I need you to soothe my head
Turn my blue heart to red
(the late Robert Palmer. More later)

Our allies in care giving are precious. The folks who coordinate and provide services to our son with autism (Allies! Yay!) were quite helpful with recommendations for a new primary physician (Allies!  Yay!) to see our guy. I want to distill some of that experience in ways that I hope will be useful.
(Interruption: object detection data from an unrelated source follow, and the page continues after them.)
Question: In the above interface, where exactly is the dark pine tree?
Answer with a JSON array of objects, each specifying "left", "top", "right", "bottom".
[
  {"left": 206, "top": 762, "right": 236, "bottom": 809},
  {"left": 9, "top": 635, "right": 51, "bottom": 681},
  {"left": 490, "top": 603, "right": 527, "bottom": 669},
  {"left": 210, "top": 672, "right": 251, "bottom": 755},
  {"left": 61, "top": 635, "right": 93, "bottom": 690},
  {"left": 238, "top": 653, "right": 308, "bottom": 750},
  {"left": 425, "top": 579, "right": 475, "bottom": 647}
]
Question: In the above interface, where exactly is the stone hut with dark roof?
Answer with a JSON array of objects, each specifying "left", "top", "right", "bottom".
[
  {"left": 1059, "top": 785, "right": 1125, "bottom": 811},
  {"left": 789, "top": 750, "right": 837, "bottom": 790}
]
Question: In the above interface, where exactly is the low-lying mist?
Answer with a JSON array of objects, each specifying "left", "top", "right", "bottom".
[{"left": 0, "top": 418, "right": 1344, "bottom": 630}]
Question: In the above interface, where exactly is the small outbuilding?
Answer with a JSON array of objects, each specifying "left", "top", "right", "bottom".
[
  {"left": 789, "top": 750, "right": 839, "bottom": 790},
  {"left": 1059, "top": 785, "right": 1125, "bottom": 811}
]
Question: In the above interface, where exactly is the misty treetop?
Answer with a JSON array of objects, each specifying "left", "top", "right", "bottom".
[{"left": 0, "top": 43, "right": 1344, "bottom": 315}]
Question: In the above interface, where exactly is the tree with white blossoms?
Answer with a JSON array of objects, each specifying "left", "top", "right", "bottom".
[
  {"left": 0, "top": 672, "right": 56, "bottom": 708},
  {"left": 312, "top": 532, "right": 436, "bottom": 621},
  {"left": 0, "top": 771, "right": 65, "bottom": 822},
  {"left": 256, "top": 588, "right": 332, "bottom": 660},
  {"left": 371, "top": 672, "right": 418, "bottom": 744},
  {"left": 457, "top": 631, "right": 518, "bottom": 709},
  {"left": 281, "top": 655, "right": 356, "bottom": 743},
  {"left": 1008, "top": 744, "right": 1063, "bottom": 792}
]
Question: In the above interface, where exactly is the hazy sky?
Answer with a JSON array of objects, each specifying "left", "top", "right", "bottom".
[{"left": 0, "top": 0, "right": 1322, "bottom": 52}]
  • Let the person in your care help direct the search.  Note his/her day to day preferences.  Is your loved one more comfortable with men or women?  Younger or older adults?  Will the distance to the doctor matter – how does the person in your care tolerate travel?  Any and all subjective impressions can help you seek out the right doctor.
  • Know your needs.  We wanted a younger doctor who with potential to take care of our son for years to come.  We wanted a practice where every appointment would be with that actual doctor, not a Physician’s Assistant. (That’s not a knock on PAs, it’s just that our son does better with familiar people rather than serial strangers).
  • Ask around.  We do it all the time for all kinds of goods and services, so ask for recommendations.  We made an appointment to meet a particular doctor based on recommendations from professional staff we trust.  Friends who are caregivers can give you good insights from their experiences, too.  (You can tell I’m an aging caregiver.  I prefer old school “human intelligence” gathering to online stuff like Yelp.  I want to know the source of a review or recommendation, and I’ve had professional friends burned by crummy reviews made up by crummy people.)
  • Schedule a meet & greet.  Start building a relationship before there’s an emergency or acute problem.  We made an appointment for our son just to meet the new doctor.  I don’t want to be flippant about this.  I realize that for some of you, insurance issues might inhibit you from making appointments of this sort, especially if you are going to check out more than one doctor.  Our son’s disability coverage made this doable for us.
  • Ask questions and share info.  Don’t consider any question rude or stupid, or any anecdote about the person in your care to be trivial.  My wife was clear about our son’s resistance, up to and including violence, to short tempered people or while in a post-seizure state, and she asked the doctor about his ability to remain calm and patient.
  • Observe.  The person in your care needs to be at the meet and greet.  You will sense dynamics with the service provider right away.  The new doctor did the normal stethoscope thingy on our son’s back and chest.  Our son pushed the stethoscope away – but with a big smile.  That is our son’s way of bonding.  He goofs on people he likes.  He wasn’t pushing it away in discomfort or anger, but in order to establish a kind of play time with the doctor.  This was a good sign.

I hope some of this is helpful.  There’s the saying about “being your own advocate” when interacting with the medical world.  Caregivers need to practice that for those in our care as well.